Win32 API provides also ReadDirectoryChangesW
that can operate
with following filters (MSDN) :
FILE_NOTIFY_CHANGE_FILE_NAME
|
Any file name change in the watched directory or subtree causes a change
notification wait operation to return. Changes include renaming, creating, or
deleting a file. |
FILE_NOTIFY_CHANGE_DIR_NAME
|
Any directory-name change in the watched directory or subtree causes a change
notification wait operation to return. Changes include creating or deleting a
directory. |
FILE_NOTIFY_CHANGE_ATTRIBUTES
|
Any attribute change in the watched directory or subtree causes a change
notification wait operation to return. |
FILE_NOTIFY_CHANGE_SIZE
|
Any file-size change in the watched directory or subtree causes a change
notification wait operation to return. The operating system detects a change in
file size only when the file is written to the disk. For operating systems that
use extensive caching, detection occurs only when the cache is sufficiently
flushed. |
FILE_NOTIFY_CHANGE_LAST_WRITE
|
Any change to the last write-time of files in the watched directory or
subtree causes a change notification wait operation to return. The operating
system detects a change to the last write-time only when the file is written to
the disk.

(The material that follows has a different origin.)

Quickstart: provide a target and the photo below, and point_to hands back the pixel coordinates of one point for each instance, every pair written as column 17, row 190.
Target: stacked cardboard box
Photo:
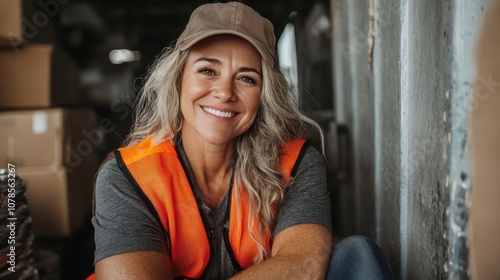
column 45, row 130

For operating systems that use extensive caching, detection occurs
only when the cache is sufficiently flushed. |
FILE_NOTIFY_CHANGE_LAST_ACCESS
|
Any change to the last access time of files in the watched directory or
subtree causes a change notification wait operation to return. |
FILE_NOTIFY_CHANGE_CREATION
|
Any change to the creation time of files in the watched directory or subtree
causes a change notification wait operation to return. |
FILE_NOTIFY_CHANGE_SECURITY
|
Any security-descriptor change in the watched directory or subtree causes a
change notification wait operation to return. |
Sample
Give your attention to the following code in the demo project:
void ThreadRoute( void* arg )
{
HANDLE file = FindFirstChangeNotification("c:\\Program Files",
FALSE, (DWORD)((Param*)arg)->parameter);
WaitForSingleObject(file, INFINITE);
CTime tm = CTime::GetCurrentTime();
m_Sec.Lock();
int item = pList->InsertItem(pList->GetItemCount(), ((Param*)arg)->message);
pList->SetItemText(item, 1, tm.Format("%Y/%m/%d - %H:%M:%S"));
m_Sec.Unlock();
while (true)
{
FindNextChangeNotification(file);
WaitForSingleObject(file, INFINITE);
tm = CTime::GetCurrentTime();
m_Sec.Lock();
item = pList->InsertItem(pList->GetItemCount(), ((Param*)arg)->message);
pList->SetItemText(item, 1, tm.Format("%Y/%m/%d/ - %H:%M:%S"));
m_Sec.Unlock();
}
}
and here is the fragment using ReadDirectoryChangesW
void ThreadRoute1( void* arg )
{
USES_CONVERSION;
HANDLE hDir = CreateFile(
CString("c:\\Program Files"),
FILE_LIST_DIRECTORY,
FILE_SHARE_READ|FILE_SHARE_DELETE,
NULL,
OPEN_EXISTING,
FILE_FLAG_BACKUP_SEMANTICS,
NULL
);
FILE_NOTIFY_INFORMATION Buffer[1024];
DWORD BytesReturned;
while( ReadDirectoryChangesW(
hDir,
&Buffer,
sizeof(Buffer),
TRUE,
FILE_NOTIFY_CHANGE_SECURITY|
FILE_NOTIFY_CHANGE_CREATION|
FILE_NOTIFY_CHANGE_LAST_ACCESS|
FILE_NOTIFY_CHANGE_LAST_WRITE|
FILE_NOTIFY_CHANGE_SIZE|
FILE_NOTIFY_CHANGE_ATTRIBUTES|
FILE_NOTIFY_CHANGE_DIR_NAME|
FILE_NOTIFY_CHANGE_FILE_NAME,
&BytesReturned,
NULL,
NULL))...
These are thread functions that do the described spying actions.
Conclusion
The attached Demo application starts separate threads to monitor all possible
changes in the "c:\\Program Files" directory and shows occurred
notifications and its date/time in the List control. Demo application shows also
how to use ReadDirectoryChangesW
and compare both methods
visually.
Functionality of the Demo application can be extended to determine concrete
changes, to log changes in to file, run external applications or tasks on the
specified event, use described methods as system service and so on. Readers have
full freedom to modify and use the demo project.